Veronica Aguilar, director of the English Learner Support Division at the California Department of Education, said migrant education programs across the state are seeing a similar decline in enrollment. She is concerned the program’s budget could take a hit next year, which could hurt the 82,000 students enrolled statewide.

“We do anticipate next year seeing some fluctuation only because there are rules that are changing in terms of how the allocation to the states are given,” Aguilar said.

Nuñez said he knows first hand how hard migrant labor can be.

“I did it from when I was 7 years old until 18,” he said. “When the other kids were happy about summer, my brothers and I were like, ‘Oh, summer.’ ”

While Nuñez and his brothers spent the hot summer months working in the fields to help their family, they all participated in the migrant education program during the school year. He credits the program with helping him see college as an option and to imagine a different future.

It’s the same message Nuñez is trying to spread today.
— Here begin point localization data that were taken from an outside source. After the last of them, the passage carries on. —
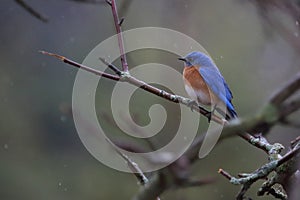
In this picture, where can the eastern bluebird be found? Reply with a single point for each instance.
(205, 84)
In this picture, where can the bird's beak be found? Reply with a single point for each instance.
(183, 59)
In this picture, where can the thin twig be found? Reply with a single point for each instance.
(80, 66)
(117, 21)
(125, 77)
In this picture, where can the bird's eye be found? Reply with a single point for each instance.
(188, 63)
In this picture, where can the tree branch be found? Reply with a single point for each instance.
(118, 24)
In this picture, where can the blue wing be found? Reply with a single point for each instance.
(218, 86)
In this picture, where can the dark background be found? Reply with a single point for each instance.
(41, 155)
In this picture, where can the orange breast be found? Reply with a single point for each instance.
(193, 79)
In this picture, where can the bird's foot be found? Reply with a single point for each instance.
(208, 115)
(191, 104)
“We’re trying to show the kids, too, that there’s something out there for them besides what life they know,” he said.

For now, the message is getting through to seventh grader Jennifer Sandoval.

“We get to do a lot of fun things,” she said. “I think we’re going to start building robots. And last year I came and it was a lot of fun because you get to do competitions.”

Sandoval wants to be a doctor when she grows up. It’s kids like her that keep Nuñez motivated, although he acknowledges the program might look different in the future.